ドイツ語圏の教育現場の、コロナ侵攻直後から3月末までの嵐のような日々について、ベルリンとウィーンを中心にレポートしてみます。

ウクライナの子どものための新設クラス構想

ドイツでは、州や地域によって受け入れ体制が異なりますが、難民や移民でドイツ語がわからない場合、小学校低学年の子どもたちは通常の学級に直接通学させ、小学3・4年生以上は「ようこそクラスWillkommensklasse」という、外国からきた子どもむけのクラスに入るという形式が、難民が多く集まる都市部では、今日、一般的になっています。

ようこそクラスは、2015年以降、シリアやアラブ諸国からの難民を対象に設置されはじめたものです。小学校から職業学校までの、さまざまな年齢を対象とする教育課程で、このようなクラスが設置されており、3月下旬の時点で、首都ベルリンだけでもようこそクラスが540クラスあります。そこでは、6000人以上のシリアやアフガニスタンの子どもたちが授業を受けています (Schmoll, Neue Schule, 2022)(ちなみにベルリンの人口は370万人です)。

ウクライナ侵攻からまもなくして、既存の普通クラスもようこそクラスもすぐにいっぱいになり、ベルリンではすでに3月25日までに、新たに50クラスを新設しました(Müller-Lancé, Willkommen, 2022)。ウクライナ侵攻からわずか4週間で、ベルリンは3000人分の生徒の受け入れ先をつくったことになります(Schmoll, Neue Schule, 2022)。

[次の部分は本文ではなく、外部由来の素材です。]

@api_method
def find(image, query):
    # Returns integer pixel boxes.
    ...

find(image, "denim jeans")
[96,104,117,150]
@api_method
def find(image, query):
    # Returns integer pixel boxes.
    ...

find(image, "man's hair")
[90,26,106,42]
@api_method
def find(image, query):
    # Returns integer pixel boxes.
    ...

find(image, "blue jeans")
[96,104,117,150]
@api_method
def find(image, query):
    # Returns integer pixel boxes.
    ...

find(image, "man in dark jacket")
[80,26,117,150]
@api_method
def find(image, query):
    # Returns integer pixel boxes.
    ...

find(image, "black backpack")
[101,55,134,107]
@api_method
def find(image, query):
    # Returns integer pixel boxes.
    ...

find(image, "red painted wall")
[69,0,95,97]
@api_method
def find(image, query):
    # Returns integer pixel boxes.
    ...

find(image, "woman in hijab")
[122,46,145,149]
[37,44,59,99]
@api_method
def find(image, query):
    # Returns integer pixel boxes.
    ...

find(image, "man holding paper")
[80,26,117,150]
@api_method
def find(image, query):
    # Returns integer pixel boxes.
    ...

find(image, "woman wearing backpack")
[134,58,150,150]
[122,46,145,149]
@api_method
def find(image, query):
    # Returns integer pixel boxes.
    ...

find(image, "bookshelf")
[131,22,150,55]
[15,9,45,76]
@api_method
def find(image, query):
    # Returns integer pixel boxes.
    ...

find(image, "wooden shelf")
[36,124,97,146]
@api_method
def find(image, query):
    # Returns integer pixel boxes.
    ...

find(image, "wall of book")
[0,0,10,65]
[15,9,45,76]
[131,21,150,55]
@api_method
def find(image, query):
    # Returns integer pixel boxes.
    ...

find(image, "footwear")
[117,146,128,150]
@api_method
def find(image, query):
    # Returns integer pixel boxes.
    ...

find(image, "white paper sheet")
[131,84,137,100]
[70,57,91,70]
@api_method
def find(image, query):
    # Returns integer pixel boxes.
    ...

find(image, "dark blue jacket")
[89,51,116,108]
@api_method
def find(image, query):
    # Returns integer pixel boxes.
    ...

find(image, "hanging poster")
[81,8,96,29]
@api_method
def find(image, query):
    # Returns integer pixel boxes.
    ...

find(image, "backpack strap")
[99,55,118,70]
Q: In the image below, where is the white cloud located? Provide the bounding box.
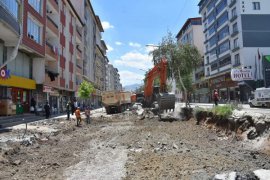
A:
[114,52,153,70]
[115,41,123,46]
[119,71,144,86]
[145,46,158,53]
[129,42,142,48]
[101,21,114,30]
[107,44,113,52]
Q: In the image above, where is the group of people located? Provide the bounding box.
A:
[66,101,90,126]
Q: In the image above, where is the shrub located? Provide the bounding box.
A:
[212,105,235,118]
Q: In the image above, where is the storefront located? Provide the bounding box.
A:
[209,73,239,103]
[0,75,36,113]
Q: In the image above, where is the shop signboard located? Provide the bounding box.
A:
[0,68,10,79]
[231,69,254,81]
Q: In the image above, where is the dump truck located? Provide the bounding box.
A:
[102,91,132,114]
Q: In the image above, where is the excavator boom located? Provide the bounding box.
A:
[144,58,175,112]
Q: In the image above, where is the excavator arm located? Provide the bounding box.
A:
[144,58,175,112]
[144,58,168,98]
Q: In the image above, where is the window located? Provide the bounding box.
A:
[28,0,42,14]
[233,23,238,33]
[233,38,239,48]
[27,17,42,44]
[211,63,218,71]
[219,41,230,54]
[209,25,216,36]
[207,0,216,11]
[209,36,217,48]
[232,8,237,18]
[1,0,18,19]
[207,11,216,24]
[234,54,240,65]
[253,2,261,10]
[216,0,227,15]
[218,26,229,41]
[217,12,228,28]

さらにウクライナからのこどもを対象にした250クラスが新設される計画ですが(Tutmann, Schüler, 2022)、新しいウクライナ人に特化したクラスは、従来のようこそクラスとは異なるユニークな授業形態がとられる可能性が高くなっています。

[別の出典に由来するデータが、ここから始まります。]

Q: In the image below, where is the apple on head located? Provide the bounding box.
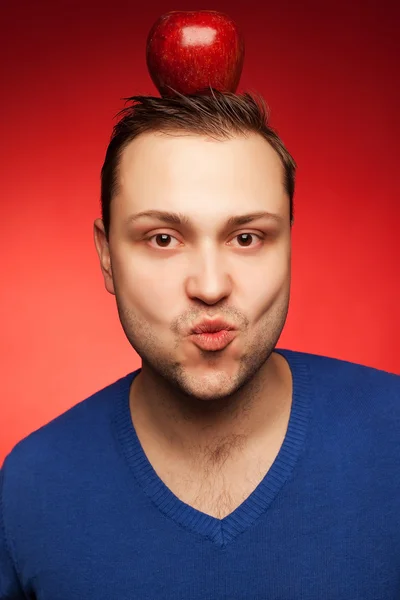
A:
[146,10,244,96]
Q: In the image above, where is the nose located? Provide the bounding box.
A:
[186,251,232,304]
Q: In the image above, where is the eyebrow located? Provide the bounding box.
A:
[126,210,283,227]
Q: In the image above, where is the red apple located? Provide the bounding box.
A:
[146,10,244,96]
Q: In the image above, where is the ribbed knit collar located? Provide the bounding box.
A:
[114,348,312,547]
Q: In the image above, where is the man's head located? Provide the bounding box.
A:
[95,92,295,400]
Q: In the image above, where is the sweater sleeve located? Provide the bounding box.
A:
[0,465,26,600]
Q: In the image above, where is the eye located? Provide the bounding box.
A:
[146,232,263,248]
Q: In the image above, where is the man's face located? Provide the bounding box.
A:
[95,133,291,400]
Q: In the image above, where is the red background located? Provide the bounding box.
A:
[0,0,400,459]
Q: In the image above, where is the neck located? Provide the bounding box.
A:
[130,353,292,464]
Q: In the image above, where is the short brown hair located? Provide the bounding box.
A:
[101,88,296,239]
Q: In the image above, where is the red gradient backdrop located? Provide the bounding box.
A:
[0,0,400,460]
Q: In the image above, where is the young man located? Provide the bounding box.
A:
[0,94,400,600]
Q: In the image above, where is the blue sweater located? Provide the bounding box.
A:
[0,349,400,600]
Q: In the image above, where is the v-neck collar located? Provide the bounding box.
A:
[114,349,311,547]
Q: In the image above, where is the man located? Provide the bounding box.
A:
[0,93,400,600]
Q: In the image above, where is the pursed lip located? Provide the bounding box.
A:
[190,319,236,334]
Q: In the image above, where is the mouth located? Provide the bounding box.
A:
[190,329,236,352]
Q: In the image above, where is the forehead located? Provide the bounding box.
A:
[116,133,288,221]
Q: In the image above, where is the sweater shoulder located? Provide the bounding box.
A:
[285,351,400,422]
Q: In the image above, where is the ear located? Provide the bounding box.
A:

通常のようこそクラスはドイツ語の習得が最優先課題と位置付けられ、それに沿ったカリキュラムで進められます。そこに通う子どもたちがドイツに将来長期的に滞在する可能性が高いため、ドイツ社会への統合に必要な語学力をできるだけ早く身につけてもらうためです。

しかし、ウクライナから現在避難してきた子どもたちについては、このような授業の在り方が正しいのか疑問が残ります。少なくとも現状では、ウクライナから避難した人たちの中に、戦争が終わればすぐに母国にもどりたいと希望している人が多く、これまでの(ヨーロッパでの定住を望む人が多い)大方の難民とは、将来の展望や目標が異なっていると考えられたためです。ウクライナ側としても、避難している子どもたちがウクライナ人としてのアイデンティティを失わないで暮らせるよう、現地の学校制度と並行して、ウクライナの学校制度に基づき授業を受けることがのぞましいとしています(Müller-Lancé, Willkommen, 2022, Spiewak, Erfolg, 2022)。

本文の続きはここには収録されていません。